If poverty were the key, African teams would win World Cups. Instead, the trophy usually goes to a rich nation: Germany, Italy, France, England, Uruguay when it still was rich.
Goldman Sachs, in its report on the tournament, notes that “the wealthier nations are generally the better footballing nations”. It turns out that you need good nutrition and a well-organised football set-up to win the World Cup (unless you are Brazil). It’s true that within rich countries, the working classes and particularly poor immigrants tend to produce the best players. But even these groups are many times richer than the global average.
“Penalty shoot-outs are a lottery, a terrible way of deciding football matches.”
You might as well say that putts in golf are a lottery. Penalty shoot-outs test the ability to beat a goalkeeper from 12 yards while exhausted and with tens of millions of people watching. Clearly there is an element of luck, as in almost everything.

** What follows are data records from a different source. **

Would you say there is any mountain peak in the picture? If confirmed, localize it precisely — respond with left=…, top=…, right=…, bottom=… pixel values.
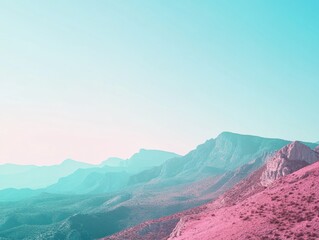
left=261, top=141, right=319, bottom=186
left=279, top=141, right=317, bottom=163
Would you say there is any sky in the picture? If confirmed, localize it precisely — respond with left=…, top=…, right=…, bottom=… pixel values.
left=0, top=0, right=319, bottom=165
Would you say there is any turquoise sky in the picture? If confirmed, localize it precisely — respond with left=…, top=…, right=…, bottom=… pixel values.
left=0, top=0, right=319, bottom=164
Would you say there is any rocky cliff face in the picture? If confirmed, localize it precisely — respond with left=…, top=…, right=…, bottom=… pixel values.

However, measured over time, some players and countries will outperform others. There are reasons why the English do badly. First, they rarely wait for the keeper to dive before choosing their corner. Second, they take their kicks knowing that their countrymen historically lose on penalties. When a team plays at a World Cup, the ghosts of their past players sit on their shoulders whispering in their ears.

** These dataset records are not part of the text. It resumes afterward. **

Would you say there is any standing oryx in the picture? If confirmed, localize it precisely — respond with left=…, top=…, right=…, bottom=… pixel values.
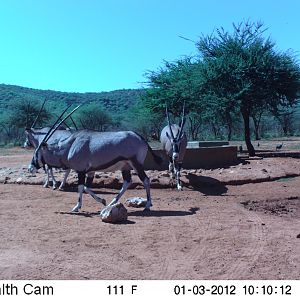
left=24, top=127, right=72, bottom=190
left=160, top=104, right=187, bottom=190
left=24, top=99, right=72, bottom=190
left=29, top=106, right=161, bottom=212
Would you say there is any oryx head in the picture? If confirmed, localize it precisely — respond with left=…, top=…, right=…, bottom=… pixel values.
left=23, top=99, right=47, bottom=149
left=28, top=144, right=47, bottom=174
left=166, top=102, right=185, bottom=162
left=28, top=104, right=81, bottom=173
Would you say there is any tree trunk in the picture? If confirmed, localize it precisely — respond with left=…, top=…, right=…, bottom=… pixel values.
left=242, top=110, right=255, bottom=156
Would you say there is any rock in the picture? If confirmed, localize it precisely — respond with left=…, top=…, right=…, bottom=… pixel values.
left=100, top=203, right=128, bottom=223
left=125, top=197, right=147, bottom=207
left=16, top=177, right=23, bottom=183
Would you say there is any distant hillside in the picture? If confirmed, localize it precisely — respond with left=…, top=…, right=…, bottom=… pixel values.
left=0, top=84, right=143, bottom=113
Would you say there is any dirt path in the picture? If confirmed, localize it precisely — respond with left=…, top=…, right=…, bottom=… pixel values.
left=0, top=151, right=300, bottom=279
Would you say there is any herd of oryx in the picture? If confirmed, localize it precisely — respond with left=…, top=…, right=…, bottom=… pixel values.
left=24, top=101, right=187, bottom=212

“There is a new slave trade in football: young African players are being shipped to Europe to be exploited.”
Millions of Africans died in the “old” slave trade. This doesn’t quite compare with the fate of an African teenager flown to Belgium on the false promise of a professional contract who ends up living illegally in poverty. He may in fact be better off than if he had remained in his home village. Agents who exploit African players - by taking three-quarters of their salary, for instance - should be punished. But comparisons with slavery should be forbidden.

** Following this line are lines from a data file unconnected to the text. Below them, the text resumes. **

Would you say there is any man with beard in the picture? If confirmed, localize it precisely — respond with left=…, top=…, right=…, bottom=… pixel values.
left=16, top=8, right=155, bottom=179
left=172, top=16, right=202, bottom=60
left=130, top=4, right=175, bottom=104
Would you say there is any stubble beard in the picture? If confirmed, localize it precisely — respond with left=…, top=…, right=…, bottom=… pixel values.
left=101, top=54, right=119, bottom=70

“The African players are natural athletes.”
So are the English, Serbian and Japanese players.
“The World Cup will be an economic bonanza.”
In fact, much of the money spent is either wasted or displaces other spending. The family that buys a plasma television screen to watch the tournament would otherwise probably have bought it the year after. Fans who buy beer and pizza to fuel their viewing aren?t going to the cinema or buying lottery tickets. And building a big stadium in a provincial town to stage four World Cup matches generally yields little long-term return.
The World Cup can also damage economies. Brazil operates on a semi-official go-slow throughout the tournament. In England, people show up at work hungover.
The finance academics Alex Edmans, Diego Garcia and Oyvind Norli are about to publish an authoritative paper called Sports Sentiment and Stock Returns. It shows that the domestic stock market suffers when a national soccer team loses an important game because investors feel depressed. The authors analysed 1,162 matches played by 39 countries from 1973 to 2004. They found that a loss in the knockout rounds of the World Cup, for instance, ?leads to a next-day abnormal stock return of ?49 basis points?. The effect is strongest for small stocks, which tend to be traded chiefly by domestic investors. By contrast, a team’s victory had no statistically significant effect on stocks.
“In the World Cup winning isn’t everything. It’s the only thing.”
Football fans remember the beautiful football of the Hungarians who lost the final in 1954, the Dutch who lost in 1974, the Brazilians of 1982. Their tragic ends are part of their legends. Johan Cruyff, the Dutch captain in 1974, even argues that Holland “really” won that World Cup because the world remembers their team better than it does the German winners. That might be going too far.